Querido abuelo IV

Hoy te escribo para compartir contigo la maravillosa experiencia que viví estos últimos días. Hace unas semanas, me preguntaron cuál fue mi motivación para empezar en el mundo del voluntariado. En un primer momento, contesté que era la necesidad de ayudar a otros, y que ser voluntaria me hacía muy feliz. Un instante después, caí en la cuenta de que ese impulso nació justo después de tu partida. Quizás sea casualidad, quizás sea la mía una motivación egoísta; pero lo cierto es, abuelo, que desde que tú no estás, compartir mi tiempo con los demás, da sentido a mi vida. Tú dedicaste la tuya a ayudar a otros y al hacerlo yo, siento más que nunca, que estás conmigo.

Empezaré contándote como llegué hasta aquí, abuelo. Aunque ya había sido voluntaria en programas de refuerzo educativo, llevaba tiempo buscando una experiencia más inmersiva. Siempre me atrajo la idea de conocer realidades distintas a las del alumnado que habitualmente tengo en el aula. Había escuchado los testimonios de otras compañeras y anhelaba experimentar algo parecido. Así fue como conocí los Campos de Trabajo y Misión Maristas y decidí inscribirme para colaborar durante una semana con las obras que la Fundaçao Champagnat tiene en Lisboa: las ludotecas de Adroana y Cabeço do Mouro y la Casa de Crianças de Tires.

Cuando visité estos lugares por primera vez, hubo algo que me llamó mucho la atención, abuelo. Los tres eran espacios llenos de luz y de color, que destacaban en un entorno que no lo era tanto; algo así, como oasis en el desierto. Los tres tenían la puerta abierta. Las ludotecas estaban en barrios periféricos de edificios gigantes, ropa en las ventanas y música caribeño/africana sonando en las calles. La Casa de Crianças, situada a las afueras de la ciudad junto a una cárcel de mujeres, parecía un castillo de cuento de hadas. En estos lugares, los niños y niñas pueden pintar, jugar y vivir, en cierta forma, ajenos a lo que los rodea. Espacios en los que todo el mundo es bienvenido, donde se cuida y protege a la infancia.
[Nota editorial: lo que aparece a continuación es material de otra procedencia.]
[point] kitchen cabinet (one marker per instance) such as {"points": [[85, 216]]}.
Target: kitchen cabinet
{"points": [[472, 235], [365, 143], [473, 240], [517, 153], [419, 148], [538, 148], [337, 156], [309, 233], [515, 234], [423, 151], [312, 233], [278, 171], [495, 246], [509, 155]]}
Pero sin con algo me quedo abuelo, es con las personas que conocí en el viaje; educadores vocacionales y, por supuesto, los niños y niñas que, sin apenas conocerme, me abrazaban y preguntaban si volvería al día siguiente. Niños y niñas que me dedicaron dibujos, me hicieron peinados y me enseñaron nuevos juegos. Niños que me saltaron a la espalda en plan Spiderman y niñas que me animaron a subirme a un monopatín. Niños y niñas que me enseñaron vocabulario en portugués que no sabía o no recordaba. Niños y niñas que me dieron tanto amor en unos días, que nunca voy a olvidarlos. Supongo, abuelo, que recibir más de lo que uno da, esa es la magia de ser voluntario. A mí me ha enganchado. OBRIGADA.